Mechanical denies former champ the women’s win
In the women's race, five-time Cape Epic winner Ariane Lüthi and teammate Amy Wakefield were in control for most of the stage, until a mechanical forced them to stop. This allowed Argentina's Sofia Gomez Villafane and American Haley Batten, to take the win for NinetyOne-Songo-Specialized. The South African team of Candice Lill and Mariske Strauss, were thrid.
For the men's category, European rider depth and talent was evident.

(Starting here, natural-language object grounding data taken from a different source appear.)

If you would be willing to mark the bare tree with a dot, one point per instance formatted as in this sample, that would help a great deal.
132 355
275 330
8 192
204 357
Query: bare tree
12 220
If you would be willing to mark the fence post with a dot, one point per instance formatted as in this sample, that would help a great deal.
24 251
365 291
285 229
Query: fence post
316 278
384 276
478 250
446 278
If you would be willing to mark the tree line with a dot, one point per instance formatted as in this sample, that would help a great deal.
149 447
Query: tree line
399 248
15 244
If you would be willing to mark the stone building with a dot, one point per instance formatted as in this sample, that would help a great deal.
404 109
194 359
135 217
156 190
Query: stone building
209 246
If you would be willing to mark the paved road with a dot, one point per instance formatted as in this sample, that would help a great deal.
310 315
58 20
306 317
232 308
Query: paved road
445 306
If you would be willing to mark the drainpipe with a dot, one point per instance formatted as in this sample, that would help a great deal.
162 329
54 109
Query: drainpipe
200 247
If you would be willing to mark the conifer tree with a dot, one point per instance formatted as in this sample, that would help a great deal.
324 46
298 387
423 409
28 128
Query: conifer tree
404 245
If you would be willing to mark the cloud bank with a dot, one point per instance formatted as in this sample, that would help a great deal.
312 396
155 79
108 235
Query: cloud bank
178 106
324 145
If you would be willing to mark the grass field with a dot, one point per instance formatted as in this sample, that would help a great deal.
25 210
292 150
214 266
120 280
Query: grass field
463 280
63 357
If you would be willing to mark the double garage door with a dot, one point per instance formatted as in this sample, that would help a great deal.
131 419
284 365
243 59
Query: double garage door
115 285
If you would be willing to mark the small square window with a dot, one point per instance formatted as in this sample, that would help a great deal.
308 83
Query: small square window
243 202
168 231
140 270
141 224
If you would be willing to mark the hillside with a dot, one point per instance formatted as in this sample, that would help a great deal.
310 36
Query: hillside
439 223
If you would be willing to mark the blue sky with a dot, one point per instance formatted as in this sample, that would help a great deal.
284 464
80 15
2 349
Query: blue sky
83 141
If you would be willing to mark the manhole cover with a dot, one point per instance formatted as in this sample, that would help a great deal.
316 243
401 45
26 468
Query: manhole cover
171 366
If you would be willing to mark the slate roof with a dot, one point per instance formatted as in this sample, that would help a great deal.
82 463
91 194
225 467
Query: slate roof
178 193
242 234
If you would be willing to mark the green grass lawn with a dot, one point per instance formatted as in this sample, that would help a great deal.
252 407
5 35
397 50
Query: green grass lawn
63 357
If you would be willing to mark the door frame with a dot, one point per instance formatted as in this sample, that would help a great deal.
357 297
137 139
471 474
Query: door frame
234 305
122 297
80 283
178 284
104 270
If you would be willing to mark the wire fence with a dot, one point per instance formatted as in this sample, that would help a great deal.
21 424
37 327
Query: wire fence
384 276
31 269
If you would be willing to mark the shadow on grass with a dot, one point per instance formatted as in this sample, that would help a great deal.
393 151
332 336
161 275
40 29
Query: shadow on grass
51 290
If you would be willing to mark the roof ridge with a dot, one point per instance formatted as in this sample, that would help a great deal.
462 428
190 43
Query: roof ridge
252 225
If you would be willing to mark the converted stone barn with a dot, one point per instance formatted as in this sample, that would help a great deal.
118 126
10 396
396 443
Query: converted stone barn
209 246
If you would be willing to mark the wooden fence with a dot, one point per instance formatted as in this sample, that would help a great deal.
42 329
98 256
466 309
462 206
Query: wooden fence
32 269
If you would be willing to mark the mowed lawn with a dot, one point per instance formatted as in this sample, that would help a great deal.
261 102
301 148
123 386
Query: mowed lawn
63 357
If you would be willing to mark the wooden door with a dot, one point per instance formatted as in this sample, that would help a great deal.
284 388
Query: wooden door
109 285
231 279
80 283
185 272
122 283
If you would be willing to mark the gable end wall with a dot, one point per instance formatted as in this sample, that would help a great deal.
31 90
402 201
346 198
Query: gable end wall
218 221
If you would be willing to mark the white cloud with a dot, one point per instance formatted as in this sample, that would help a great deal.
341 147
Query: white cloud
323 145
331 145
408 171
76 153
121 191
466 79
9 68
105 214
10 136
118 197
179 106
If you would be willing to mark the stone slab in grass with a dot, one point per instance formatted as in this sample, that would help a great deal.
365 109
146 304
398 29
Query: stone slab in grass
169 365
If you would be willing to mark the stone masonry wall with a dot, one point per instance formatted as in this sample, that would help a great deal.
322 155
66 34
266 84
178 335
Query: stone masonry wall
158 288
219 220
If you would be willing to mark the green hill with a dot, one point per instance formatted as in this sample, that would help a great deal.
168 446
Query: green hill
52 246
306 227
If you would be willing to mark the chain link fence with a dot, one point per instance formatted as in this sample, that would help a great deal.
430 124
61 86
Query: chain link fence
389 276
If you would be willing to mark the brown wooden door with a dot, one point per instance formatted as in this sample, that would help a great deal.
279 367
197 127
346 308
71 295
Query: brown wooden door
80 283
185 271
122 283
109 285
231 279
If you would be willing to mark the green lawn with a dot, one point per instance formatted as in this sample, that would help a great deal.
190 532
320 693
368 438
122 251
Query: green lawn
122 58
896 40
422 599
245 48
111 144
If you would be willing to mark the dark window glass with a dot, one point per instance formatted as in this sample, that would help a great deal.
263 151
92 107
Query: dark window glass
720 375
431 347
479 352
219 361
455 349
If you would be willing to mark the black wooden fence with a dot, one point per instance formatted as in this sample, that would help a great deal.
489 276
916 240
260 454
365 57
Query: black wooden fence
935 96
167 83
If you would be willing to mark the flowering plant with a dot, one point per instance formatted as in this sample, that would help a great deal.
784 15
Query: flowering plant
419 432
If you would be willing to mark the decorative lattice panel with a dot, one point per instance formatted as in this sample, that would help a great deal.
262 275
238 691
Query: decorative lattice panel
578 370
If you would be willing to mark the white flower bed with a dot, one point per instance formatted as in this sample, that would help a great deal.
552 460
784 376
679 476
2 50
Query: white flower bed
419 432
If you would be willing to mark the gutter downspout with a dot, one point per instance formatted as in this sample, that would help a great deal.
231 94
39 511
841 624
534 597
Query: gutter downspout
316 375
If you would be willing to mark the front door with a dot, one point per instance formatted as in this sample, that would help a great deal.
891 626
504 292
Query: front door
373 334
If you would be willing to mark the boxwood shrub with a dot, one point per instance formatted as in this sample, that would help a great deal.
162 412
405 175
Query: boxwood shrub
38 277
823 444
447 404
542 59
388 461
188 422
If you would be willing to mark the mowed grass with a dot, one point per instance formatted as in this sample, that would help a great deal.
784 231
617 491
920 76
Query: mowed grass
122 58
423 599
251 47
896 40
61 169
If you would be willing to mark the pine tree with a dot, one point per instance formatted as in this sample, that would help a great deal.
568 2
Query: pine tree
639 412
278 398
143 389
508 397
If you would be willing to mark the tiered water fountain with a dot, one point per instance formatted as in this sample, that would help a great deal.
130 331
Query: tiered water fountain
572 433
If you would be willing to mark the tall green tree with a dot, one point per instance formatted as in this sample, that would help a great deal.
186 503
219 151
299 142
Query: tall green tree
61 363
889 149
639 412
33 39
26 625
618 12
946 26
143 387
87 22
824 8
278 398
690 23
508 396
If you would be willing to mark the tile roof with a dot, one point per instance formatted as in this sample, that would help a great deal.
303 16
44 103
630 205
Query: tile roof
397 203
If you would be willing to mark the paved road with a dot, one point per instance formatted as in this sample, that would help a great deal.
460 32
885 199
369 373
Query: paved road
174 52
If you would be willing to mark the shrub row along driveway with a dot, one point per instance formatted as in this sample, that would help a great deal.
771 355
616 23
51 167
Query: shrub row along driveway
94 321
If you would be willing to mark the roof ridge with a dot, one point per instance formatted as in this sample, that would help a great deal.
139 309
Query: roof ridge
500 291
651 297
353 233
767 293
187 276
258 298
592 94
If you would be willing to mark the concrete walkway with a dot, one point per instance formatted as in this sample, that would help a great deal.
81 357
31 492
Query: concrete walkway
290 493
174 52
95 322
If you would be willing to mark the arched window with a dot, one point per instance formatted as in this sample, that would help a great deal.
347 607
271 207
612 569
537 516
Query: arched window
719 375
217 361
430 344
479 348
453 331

Canyon Northwave took the overall win, with Andreas Seewald (Germany) and Martin Stošek (Czech Republic) finishing nearly a minute ahead of Hans Becking (Netherlands) and José Dias (Portugal). Fabian Rabensteiner (Italy) and Wout Alleman (Belgium) completed the men's podium.
A tough day for the defending Cape Epic champ
Seewald and Stošek take the overall lead into stage 2, followed by Becking and Dias, with Maxime Marotte and Keegan Swenson third overall, on the general classification timesheet.
Prologue winners, Matt Beers and Christopher Blevins, struggled through stage 1. On occasion, the defending Cape Epic champion received a push from his American teammate, but the pair could not stay with the lead group.
Beers and Blevins finished the day in 12th and dropped to eight position, in the overall rankings.
It only gets harder from here
After a nightmarish prologue with tyre and wheel issues, Nino Schurter and his Scott-SRAM teammate, Lars Foster, had a point to prove on stage 1. Amazingly, Schurter again suffered from tyre issues. Despite this, the Scott-SRAM team rode strongly to finish in fifth place, for a general classification of seventh.
The Cape Epic peloton transitions from the Helderberg area to Greyton, for stage 2. It is much longer stage, measuring 123km.
Stage 2 has a route profile that sees 2350m of climbing. It will be another severe test for the riders. Especially those amateurs and foreign teams unaccustomed to the Western Cape's heat and dust, this time of year.